We are concerned that the Government’s UK Food Security Report (UKFSR), published in December 2021, is already out-of-date. With the Government not required by statute to publish the next edition until December 2024, we are calling for the UKFSR to be published annually to accompany an annual food security summit chaired by the Prime Minister. There is a need for policy coherence and for strong leadership on food security, and the Cabinet Office should undertake a comprehensive review of departmental responsibilities and structures regarding food policy and its various facets.
Several current and intersecting issues are particularly challenging for our food supply. These include labour shortages—for which we commend the recent report of the Independent Review into Labour Shortages in the Food Supply Chain—as well as fertiliser production and the associated carbon dioxide by-product which is vital to our food supply chain, while we look forward to the Government’s forthcoming Land Use Framework.
Food price inflation is around levels not seen for some 45 years. While some supermarkets have noted their low margins, they are also paying high levels of dividends to shareholders. We are concerned that while many households are skipping meals, the Food Minister does not believe this constitutes a threat to our food security. We disagree, and we call on the Government to broaden its definition.
The high rate of food price inflation and broader increases in the cost of living have also caused an increase in food bank use. We visited food aid organisations in Liverpool and saw the excellent work they do for individuals in highly challenges circumstances. The Government’s substantial support packages are welcome, but it should examine whether lower-income households have sufficient support to ensure their household food security without the need to regularly use food aid organisations.

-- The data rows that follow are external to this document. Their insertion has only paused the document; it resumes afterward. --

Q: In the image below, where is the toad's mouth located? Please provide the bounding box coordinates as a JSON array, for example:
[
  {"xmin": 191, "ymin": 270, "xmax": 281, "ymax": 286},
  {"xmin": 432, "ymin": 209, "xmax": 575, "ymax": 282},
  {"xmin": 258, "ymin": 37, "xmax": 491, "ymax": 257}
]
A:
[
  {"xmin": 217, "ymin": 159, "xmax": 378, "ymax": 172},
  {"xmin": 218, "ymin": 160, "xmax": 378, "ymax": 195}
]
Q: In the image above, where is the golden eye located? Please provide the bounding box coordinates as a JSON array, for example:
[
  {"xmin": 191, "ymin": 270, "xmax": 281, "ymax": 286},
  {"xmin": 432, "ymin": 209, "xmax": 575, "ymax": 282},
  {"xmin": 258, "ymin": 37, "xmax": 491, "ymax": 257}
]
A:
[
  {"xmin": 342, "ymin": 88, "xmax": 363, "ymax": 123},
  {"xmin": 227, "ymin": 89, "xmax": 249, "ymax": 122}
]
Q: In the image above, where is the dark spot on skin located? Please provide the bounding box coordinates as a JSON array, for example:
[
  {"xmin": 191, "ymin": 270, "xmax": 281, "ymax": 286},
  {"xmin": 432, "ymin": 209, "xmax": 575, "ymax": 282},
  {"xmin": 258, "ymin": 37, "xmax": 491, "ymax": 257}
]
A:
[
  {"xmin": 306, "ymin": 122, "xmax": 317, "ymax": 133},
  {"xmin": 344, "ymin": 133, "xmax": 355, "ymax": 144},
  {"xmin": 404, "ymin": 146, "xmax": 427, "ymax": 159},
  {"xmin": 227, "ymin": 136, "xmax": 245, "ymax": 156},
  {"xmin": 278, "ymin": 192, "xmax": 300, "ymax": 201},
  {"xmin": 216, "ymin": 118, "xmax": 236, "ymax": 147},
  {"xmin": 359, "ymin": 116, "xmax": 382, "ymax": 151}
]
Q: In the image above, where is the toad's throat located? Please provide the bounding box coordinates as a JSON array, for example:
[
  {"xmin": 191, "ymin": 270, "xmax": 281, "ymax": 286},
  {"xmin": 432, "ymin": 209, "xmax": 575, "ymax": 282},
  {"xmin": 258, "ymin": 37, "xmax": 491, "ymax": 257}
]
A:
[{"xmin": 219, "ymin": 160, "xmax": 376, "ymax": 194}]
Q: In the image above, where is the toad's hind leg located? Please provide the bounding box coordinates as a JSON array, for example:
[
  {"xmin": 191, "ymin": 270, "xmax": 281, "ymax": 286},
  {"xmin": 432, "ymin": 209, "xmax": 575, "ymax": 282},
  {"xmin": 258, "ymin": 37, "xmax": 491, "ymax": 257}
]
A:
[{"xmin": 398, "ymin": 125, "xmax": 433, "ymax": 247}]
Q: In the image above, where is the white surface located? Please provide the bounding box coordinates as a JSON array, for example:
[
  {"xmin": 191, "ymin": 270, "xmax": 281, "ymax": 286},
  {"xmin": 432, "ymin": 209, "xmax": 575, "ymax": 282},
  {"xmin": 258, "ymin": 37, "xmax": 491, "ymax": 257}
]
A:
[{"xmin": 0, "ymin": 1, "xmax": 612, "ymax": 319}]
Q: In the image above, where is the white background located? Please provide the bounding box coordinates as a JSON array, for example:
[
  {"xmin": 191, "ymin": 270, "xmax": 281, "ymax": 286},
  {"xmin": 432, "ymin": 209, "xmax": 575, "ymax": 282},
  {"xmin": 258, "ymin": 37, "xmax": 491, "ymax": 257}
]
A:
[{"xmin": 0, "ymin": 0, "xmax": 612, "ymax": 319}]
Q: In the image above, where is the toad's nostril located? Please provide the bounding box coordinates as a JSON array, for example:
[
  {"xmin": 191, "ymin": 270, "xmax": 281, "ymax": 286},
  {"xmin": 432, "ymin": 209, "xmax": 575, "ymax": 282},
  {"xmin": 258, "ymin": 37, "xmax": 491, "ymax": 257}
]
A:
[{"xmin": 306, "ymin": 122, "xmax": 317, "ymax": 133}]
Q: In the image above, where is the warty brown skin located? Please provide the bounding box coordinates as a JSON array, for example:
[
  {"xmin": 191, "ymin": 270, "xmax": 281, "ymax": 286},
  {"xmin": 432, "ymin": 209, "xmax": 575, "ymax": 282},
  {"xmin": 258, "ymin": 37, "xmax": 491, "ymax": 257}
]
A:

In addition, the Government should examine whether free school meals eligibility should be extended, but more immediately review the current rules that mean households in receipt of Universal Credit must have a post-tax income below £7,400 before benefits in order to be eligible for free school meals.

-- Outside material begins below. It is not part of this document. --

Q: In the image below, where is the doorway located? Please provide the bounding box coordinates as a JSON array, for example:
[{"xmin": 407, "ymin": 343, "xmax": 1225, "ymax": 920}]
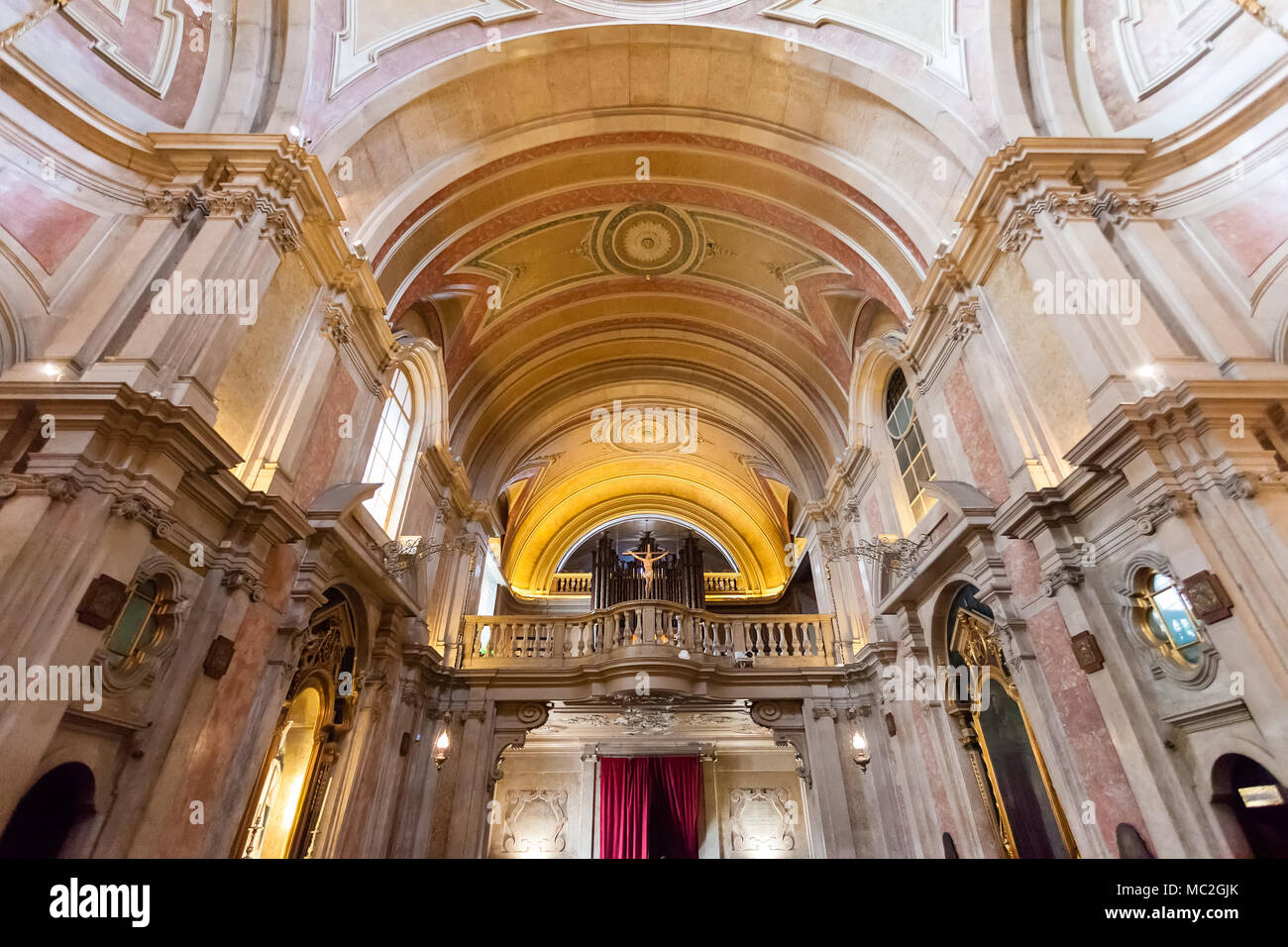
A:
[{"xmin": 0, "ymin": 763, "xmax": 94, "ymax": 858}]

Obesity levels are already high at 30% of the population and this is forecast to increase to around 40% by 2035, creating very significant costs for the NHS. Poor diet means low-income, even food insecure, households, are more likely to be obese than the general population as healthy food tends to cost more per calorie. Individuals should take responsibility for their food consumption and make healthier choices where this is possible, and the Government should provide more support to make the right choices more accessible and affordable as part of a broader strategy to tackle obesity.

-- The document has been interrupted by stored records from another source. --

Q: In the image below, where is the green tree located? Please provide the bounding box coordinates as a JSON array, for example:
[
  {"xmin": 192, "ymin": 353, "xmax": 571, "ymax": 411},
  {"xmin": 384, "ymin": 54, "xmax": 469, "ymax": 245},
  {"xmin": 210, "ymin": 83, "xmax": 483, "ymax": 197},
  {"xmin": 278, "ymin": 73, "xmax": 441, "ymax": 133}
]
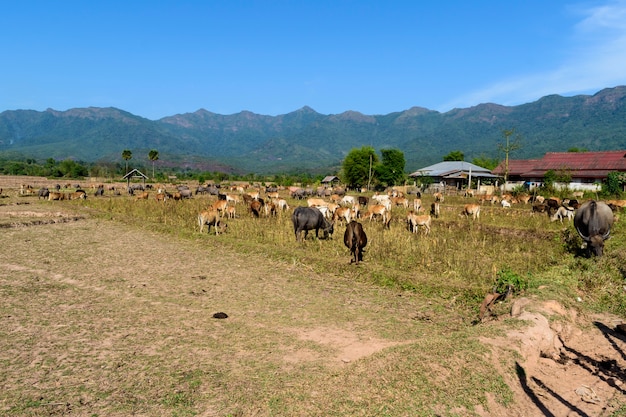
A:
[
  {"xmin": 148, "ymin": 149, "xmax": 159, "ymax": 178},
  {"xmin": 443, "ymin": 151, "xmax": 465, "ymax": 161},
  {"xmin": 122, "ymin": 149, "xmax": 133, "ymax": 175},
  {"xmin": 342, "ymin": 146, "xmax": 378, "ymax": 187},
  {"xmin": 376, "ymin": 149, "xmax": 405, "ymax": 186}
]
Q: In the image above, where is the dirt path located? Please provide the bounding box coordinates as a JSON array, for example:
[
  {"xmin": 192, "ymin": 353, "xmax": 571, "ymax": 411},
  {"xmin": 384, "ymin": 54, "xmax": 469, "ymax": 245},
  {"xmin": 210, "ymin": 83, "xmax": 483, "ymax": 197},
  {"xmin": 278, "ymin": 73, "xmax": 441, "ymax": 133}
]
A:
[{"xmin": 0, "ymin": 201, "xmax": 626, "ymax": 416}]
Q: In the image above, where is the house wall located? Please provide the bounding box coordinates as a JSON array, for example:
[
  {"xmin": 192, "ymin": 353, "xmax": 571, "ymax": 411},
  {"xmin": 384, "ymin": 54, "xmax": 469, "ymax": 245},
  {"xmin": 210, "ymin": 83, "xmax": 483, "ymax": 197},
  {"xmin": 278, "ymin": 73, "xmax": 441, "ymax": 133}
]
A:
[{"xmin": 502, "ymin": 180, "xmax": 602, "ymax": 192}]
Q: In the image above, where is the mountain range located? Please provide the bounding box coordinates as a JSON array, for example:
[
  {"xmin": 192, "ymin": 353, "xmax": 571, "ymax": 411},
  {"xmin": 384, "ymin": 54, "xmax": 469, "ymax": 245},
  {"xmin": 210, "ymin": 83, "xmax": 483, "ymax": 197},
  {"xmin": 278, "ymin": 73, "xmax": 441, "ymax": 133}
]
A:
[{"xmin": 0, "ymin": 86, "xmax": 626, "ymax": 174}]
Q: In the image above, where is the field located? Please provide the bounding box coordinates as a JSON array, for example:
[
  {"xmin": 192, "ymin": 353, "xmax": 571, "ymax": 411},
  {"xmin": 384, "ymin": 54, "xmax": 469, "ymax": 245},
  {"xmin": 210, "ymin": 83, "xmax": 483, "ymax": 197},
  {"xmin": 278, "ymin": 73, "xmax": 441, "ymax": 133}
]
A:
[{"xmin": 0, "ymin": 178, "xmax": 626, "ymax": 416}]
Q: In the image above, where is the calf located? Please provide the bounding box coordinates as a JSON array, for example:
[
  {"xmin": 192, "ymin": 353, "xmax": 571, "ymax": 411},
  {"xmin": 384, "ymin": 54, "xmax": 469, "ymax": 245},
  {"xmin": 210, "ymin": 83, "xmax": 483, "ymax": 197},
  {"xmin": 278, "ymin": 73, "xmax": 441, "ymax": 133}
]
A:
[
  {"xmin": 365, "ymin": 204, "xmax": 388, "ymax": 225},
  {"xmin": 430, "ymin": 201, "xmax": 441, "ymax": 219},
  {"xmin": 249, "ymin": 199, "xmax": 263, "ymax": 218},
  {"xmin": 550, "ymin": 206, "xmax": 574, "ymax": 223},
  {"xmin": 343, "ymin": 220, "xmax": 367, "ymax": 265},
  {"xmin": 198, "ymin": 210, "xmax": 228, "ymax": 236},
  {"xmin": 413, "ymin": 198, "xmax": 422, "ymax": 213},
  {"xmin": 333, "ymin": 207, "xmax": 352, "ymax": 223},
  {"xmin": 406, "ymin": 210, "xmax": 432, "ymax": 234},
  {"xmin": 210, "ymin": 200, "xmax": 228, "ymax": 215},
  {"xmin": 48, "ymin": 192, "xmax": 67, "ymax": 201}
]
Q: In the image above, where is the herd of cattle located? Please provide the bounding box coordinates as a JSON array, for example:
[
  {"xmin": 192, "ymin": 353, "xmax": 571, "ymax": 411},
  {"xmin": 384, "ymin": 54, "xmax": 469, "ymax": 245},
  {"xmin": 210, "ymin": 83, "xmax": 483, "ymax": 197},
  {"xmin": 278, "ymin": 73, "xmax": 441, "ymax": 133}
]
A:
[{"xmin": 13, "ymin": 180, "xmax": 626, "ymax": 263}]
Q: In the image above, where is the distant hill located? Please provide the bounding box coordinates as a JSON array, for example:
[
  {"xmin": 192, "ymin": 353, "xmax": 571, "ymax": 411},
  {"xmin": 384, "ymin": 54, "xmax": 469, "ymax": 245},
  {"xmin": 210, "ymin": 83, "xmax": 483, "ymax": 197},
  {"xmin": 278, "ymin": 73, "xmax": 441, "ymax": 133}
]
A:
[{"xmin": 0, "ymin": 86, "xmax": 626, "ymax": 173}]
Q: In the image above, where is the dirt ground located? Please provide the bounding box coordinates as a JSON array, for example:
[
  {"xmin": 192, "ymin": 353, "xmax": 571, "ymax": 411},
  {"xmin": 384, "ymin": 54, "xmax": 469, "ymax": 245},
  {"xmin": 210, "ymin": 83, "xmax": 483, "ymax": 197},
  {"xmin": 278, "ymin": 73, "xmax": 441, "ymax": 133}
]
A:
[{"xmin": 0, "ymin": 187, "xmax": 626, "ymax": 417}]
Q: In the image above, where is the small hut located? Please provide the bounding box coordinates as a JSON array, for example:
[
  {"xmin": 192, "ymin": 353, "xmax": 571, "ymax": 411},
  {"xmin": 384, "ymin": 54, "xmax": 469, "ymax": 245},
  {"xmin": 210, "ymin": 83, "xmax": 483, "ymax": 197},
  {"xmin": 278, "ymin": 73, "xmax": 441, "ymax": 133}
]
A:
[{"xmin": 122, "ymin": 169, "xmax": 148, "ymax": 189}]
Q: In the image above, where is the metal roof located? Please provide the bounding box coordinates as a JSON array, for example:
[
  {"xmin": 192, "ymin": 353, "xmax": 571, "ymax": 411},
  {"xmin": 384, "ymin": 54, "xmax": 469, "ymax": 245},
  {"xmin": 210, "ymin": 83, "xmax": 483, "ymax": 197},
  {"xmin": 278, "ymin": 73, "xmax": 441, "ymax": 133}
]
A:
[{"xmin": 492, "ymin": 150, "xmax": 626, "ymax": 178}]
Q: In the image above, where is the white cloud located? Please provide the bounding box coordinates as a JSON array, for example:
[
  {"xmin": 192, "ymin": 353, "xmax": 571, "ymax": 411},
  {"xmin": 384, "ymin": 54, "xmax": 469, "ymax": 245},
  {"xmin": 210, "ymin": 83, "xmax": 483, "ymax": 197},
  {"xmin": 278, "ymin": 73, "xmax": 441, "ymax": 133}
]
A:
[{"xmin": 441, "ymin": 0, "xmax": 626, "ymax": 111}]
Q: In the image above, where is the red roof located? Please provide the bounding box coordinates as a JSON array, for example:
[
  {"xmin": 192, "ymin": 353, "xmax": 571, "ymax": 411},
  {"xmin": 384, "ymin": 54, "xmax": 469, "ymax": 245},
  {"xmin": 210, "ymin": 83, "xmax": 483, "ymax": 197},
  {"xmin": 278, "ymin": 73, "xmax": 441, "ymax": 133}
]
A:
[
  {"xmin": 492, "ymin": 150, "xmax": 626, "ymax": 179},
  {"xmin": 491, "ymin": 159, "xmax": 539, "ymax": 175}
]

The Government Food Strategy did not cover the issue of health and food and we call on the Government to urgently address the issue. It should also consider proposals in the National Food Strategy’s independent review, such as the sugar and salt reformulation tax, and provide analysis of the impact on healthy eating of its decision to further delay the ban on volume price promotions on food high in fat, sugar and salt—such as buy one, get one free (BOGOF) deals—until October 2025.